The peoples belonging to this ethnologic branch exhibit the characteristics of the Yellow Race in the most prominent manner. They are fond of a nomadic life, and have at different periods made wide conquests; but they have, as a rule, become absorbed in the races they have overcome. The Mongols are still, however, the rulers of the Chinese Empire. They belong either to the Buddhist or to the Mahometan faith.

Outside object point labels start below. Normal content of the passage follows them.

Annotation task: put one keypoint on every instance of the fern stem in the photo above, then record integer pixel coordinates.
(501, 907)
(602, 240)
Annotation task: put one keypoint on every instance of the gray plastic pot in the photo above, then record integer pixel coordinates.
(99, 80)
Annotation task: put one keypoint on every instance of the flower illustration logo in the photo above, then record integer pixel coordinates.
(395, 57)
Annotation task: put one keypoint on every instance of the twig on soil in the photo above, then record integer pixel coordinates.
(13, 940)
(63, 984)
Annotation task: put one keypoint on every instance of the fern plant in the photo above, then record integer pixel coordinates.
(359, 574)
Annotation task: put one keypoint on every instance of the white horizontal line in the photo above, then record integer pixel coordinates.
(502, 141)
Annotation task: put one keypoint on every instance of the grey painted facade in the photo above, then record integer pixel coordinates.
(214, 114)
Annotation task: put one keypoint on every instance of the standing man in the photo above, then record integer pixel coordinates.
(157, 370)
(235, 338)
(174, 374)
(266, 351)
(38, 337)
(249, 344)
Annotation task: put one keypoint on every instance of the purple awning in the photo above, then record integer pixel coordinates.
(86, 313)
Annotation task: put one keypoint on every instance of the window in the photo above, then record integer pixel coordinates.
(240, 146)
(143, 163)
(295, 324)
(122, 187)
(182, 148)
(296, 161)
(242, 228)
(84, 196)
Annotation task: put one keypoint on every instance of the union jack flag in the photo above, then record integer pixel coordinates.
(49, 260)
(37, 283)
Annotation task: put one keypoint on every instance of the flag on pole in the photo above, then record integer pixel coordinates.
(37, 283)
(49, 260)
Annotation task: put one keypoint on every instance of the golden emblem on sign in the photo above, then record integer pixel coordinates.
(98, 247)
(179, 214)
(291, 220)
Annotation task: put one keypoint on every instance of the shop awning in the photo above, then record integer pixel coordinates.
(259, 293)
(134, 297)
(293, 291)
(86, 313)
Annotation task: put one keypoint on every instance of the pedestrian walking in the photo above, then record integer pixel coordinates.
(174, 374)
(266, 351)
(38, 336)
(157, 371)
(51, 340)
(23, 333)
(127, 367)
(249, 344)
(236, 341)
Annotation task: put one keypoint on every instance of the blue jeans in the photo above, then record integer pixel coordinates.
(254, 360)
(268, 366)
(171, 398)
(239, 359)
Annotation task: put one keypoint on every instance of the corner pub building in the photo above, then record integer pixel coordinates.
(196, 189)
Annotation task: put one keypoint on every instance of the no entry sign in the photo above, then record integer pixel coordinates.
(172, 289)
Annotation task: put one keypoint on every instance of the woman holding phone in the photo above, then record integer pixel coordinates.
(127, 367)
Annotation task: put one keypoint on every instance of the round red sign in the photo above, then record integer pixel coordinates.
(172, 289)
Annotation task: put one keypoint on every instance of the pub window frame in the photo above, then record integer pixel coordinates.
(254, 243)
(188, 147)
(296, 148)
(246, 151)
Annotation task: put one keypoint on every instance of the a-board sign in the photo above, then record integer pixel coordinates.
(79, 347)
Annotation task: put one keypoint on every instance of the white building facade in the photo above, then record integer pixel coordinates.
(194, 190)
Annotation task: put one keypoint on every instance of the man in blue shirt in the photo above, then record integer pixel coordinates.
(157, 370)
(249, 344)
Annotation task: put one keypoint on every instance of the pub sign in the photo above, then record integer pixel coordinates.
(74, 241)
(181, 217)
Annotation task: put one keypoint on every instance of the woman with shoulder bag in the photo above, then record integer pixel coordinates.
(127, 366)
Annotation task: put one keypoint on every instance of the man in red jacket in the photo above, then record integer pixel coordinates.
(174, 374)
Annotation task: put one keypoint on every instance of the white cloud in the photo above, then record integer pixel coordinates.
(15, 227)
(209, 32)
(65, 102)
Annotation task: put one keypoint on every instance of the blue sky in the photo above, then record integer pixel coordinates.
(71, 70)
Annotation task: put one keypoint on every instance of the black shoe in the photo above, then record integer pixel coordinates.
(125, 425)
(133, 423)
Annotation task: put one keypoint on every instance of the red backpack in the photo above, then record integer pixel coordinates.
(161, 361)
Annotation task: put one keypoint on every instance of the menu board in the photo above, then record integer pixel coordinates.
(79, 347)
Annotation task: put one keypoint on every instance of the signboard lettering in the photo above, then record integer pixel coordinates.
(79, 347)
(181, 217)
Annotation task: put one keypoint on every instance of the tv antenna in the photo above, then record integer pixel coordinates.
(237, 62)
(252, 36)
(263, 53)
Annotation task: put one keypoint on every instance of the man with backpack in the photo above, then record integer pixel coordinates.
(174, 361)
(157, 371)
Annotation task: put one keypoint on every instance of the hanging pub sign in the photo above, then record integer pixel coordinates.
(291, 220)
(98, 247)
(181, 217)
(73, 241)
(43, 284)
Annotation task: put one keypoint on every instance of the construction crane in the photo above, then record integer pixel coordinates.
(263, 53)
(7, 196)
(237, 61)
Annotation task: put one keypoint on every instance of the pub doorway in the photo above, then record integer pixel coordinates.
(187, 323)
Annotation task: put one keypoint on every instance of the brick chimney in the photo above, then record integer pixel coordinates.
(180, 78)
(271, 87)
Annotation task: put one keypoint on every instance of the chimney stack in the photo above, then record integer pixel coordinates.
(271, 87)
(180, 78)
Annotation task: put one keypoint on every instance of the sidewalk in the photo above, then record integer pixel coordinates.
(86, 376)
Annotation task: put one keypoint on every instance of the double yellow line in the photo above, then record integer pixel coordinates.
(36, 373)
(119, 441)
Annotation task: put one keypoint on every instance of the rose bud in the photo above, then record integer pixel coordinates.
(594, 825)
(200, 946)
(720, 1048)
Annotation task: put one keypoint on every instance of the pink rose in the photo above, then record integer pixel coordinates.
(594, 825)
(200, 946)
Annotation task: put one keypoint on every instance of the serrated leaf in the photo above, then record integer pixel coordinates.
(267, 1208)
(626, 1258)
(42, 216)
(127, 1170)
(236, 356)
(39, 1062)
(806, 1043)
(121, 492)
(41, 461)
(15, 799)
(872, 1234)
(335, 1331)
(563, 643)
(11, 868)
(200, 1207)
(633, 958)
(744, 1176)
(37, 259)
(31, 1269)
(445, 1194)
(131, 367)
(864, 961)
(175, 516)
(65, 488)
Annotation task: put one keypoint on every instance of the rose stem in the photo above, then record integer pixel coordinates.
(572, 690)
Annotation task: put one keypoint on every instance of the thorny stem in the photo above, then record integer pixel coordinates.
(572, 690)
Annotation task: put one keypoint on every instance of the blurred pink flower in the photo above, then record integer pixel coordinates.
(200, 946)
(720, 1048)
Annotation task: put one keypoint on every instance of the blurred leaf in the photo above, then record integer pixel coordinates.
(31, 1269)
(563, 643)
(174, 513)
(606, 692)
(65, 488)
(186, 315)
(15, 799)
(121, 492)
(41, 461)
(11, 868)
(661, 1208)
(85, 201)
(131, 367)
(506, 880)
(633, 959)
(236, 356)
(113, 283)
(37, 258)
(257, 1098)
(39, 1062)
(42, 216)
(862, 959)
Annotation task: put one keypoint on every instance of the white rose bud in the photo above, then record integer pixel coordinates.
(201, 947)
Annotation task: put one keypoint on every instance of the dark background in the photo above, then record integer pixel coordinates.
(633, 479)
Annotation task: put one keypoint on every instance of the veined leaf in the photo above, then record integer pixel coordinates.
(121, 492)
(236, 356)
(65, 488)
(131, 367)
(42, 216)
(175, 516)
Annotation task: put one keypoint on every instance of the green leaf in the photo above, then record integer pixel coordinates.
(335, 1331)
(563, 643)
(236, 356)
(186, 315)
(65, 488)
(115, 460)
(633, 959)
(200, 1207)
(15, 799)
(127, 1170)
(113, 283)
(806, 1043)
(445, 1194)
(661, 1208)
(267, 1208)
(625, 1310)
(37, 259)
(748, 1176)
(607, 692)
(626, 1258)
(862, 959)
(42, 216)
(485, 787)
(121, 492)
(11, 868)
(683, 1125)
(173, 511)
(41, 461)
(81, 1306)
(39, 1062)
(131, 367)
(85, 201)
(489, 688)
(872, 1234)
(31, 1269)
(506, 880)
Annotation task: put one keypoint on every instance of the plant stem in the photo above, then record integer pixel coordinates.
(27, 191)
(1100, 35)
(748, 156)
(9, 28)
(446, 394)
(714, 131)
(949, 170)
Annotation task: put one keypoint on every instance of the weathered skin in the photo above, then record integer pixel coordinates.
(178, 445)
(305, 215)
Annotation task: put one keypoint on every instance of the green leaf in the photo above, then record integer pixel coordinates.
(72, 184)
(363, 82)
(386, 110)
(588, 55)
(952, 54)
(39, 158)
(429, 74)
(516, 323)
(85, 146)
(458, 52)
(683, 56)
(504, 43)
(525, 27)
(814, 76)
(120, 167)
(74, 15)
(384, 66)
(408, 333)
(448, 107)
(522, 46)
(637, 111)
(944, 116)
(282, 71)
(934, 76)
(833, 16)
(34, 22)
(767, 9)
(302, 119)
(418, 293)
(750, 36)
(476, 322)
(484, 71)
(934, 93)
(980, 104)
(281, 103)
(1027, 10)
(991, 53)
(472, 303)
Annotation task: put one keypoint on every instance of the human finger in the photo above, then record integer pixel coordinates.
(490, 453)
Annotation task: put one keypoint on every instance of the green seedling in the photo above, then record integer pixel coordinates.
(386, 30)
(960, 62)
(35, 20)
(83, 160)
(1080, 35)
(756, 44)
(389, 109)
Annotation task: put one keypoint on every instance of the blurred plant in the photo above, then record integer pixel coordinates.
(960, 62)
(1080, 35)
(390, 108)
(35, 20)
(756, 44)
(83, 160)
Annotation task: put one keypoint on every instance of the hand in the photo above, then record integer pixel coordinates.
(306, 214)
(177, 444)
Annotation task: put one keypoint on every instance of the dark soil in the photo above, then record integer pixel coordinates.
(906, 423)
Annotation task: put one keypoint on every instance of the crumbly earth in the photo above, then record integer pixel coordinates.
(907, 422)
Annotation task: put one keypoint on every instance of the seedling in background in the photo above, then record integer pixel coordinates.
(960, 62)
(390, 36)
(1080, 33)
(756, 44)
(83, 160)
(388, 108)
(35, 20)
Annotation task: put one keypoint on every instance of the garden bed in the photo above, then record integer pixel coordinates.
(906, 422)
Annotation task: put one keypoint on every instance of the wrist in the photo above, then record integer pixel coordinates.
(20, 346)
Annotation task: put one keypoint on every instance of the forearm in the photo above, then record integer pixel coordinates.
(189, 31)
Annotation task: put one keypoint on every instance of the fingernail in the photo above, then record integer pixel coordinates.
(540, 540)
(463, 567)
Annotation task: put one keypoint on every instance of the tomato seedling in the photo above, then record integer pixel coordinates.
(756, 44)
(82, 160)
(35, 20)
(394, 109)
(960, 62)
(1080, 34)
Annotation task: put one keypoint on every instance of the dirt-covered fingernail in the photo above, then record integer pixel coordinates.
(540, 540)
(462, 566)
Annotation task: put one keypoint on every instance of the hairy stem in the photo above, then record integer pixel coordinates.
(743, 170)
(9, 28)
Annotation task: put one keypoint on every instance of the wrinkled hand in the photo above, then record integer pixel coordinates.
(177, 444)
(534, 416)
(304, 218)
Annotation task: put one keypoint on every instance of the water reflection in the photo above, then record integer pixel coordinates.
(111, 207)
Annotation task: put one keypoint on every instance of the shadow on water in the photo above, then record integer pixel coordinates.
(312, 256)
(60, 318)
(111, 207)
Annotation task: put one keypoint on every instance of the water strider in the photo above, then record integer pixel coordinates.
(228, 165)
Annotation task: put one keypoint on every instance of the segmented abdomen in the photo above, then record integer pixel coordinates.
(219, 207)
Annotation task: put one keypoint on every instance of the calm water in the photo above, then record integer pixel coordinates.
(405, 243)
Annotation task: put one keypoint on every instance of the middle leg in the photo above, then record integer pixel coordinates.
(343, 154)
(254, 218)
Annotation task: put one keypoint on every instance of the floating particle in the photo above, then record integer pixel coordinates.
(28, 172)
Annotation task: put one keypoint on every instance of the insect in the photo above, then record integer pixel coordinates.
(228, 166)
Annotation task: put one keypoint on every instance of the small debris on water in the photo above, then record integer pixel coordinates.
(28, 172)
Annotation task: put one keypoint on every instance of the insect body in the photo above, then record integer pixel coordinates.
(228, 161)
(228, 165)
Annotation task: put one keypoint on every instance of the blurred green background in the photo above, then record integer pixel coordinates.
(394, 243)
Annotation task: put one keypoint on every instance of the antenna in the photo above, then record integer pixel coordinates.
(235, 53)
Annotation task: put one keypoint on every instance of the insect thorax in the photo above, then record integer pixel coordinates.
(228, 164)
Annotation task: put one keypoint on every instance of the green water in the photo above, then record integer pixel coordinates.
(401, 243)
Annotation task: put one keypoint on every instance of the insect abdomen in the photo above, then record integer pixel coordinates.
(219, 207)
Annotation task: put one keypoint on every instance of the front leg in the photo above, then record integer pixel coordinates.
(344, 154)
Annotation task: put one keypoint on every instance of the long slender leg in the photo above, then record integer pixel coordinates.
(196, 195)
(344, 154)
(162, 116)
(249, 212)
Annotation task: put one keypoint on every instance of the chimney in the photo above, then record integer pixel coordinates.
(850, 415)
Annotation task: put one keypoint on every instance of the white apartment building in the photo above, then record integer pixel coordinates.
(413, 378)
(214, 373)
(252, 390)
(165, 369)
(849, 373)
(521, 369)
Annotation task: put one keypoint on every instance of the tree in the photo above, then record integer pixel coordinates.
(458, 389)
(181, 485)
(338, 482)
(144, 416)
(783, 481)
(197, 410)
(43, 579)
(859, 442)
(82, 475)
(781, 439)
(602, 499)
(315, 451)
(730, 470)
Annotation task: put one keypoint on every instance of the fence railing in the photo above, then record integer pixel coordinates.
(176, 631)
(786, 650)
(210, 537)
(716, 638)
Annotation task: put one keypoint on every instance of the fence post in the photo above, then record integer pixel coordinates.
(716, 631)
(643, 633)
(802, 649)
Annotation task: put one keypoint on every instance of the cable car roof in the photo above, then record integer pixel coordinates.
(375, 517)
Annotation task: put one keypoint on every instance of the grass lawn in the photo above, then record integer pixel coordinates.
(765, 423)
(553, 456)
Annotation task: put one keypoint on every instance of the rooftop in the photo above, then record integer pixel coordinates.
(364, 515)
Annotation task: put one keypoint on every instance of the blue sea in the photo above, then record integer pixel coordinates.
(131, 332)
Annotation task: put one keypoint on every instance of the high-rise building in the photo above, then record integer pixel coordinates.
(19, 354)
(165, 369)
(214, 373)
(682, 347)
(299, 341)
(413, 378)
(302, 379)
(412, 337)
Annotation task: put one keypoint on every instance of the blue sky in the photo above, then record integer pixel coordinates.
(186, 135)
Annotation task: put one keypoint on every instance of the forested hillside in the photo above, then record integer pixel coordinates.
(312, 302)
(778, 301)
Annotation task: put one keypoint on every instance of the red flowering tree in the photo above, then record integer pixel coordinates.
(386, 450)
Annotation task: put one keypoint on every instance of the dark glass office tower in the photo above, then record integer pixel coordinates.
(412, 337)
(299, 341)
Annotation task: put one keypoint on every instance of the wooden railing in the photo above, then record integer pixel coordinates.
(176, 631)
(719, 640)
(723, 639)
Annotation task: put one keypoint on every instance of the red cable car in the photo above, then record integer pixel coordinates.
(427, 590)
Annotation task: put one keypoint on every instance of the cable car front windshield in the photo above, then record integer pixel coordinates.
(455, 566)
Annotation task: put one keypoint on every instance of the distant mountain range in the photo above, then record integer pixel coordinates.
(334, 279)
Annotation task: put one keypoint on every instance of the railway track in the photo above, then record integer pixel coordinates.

This branch is divided into three great families, analogous with the differences in their language: the Mongols, the Tunguses, and the Turks. We may add to them a fourth family, the Yakuts, for these latter possess the physical characteristics of the Yellow Race, and speak a Turkish dialect.
The Mongol Family.
The most decided features of the Yellow Race are particularly prominent in the Mongol family. Its members have a larger head, a flatter face and nose, and smaller eyes than those of the other families. They have a broad chest, a very short neck, round shoulders, strong thick-set limbs, short bow-legs, and a brownish-yellow complexion. The most nomadic of the Mongol family live under the rule of the Russian and the Chinese Empires.
[Fig. 99] represents a Mongol Tartar.
Three principal nations are to be found in this family: the Kalmuks, the Mongols proper, and the Burïats.
Kalmuks.—M. Vereschaguine, in his “Journey in the Caucasian Provinces,” has described the nomadic Kalmuks whom he met with on the frontier separating the Caucasus from the district of the Cossacks of the Don. Travelling villages are found on these dreary and monotonous steppes. The habitations of which these villages are composed consist of tattered tents. These contain, mixed up in an incredible confusion, boxes, cases, lassoes, saddles, and heaps of rags. A hearth is the only sign of a fireplace. During the heat of summer, the children of both sexes, up to the age of ten, run about almost entirely naked. In winter, in the midst of their terrible snowstorms, and when the thermometer is below zero, they remain for days together huddled up in their tents beneath heaps of their clothing.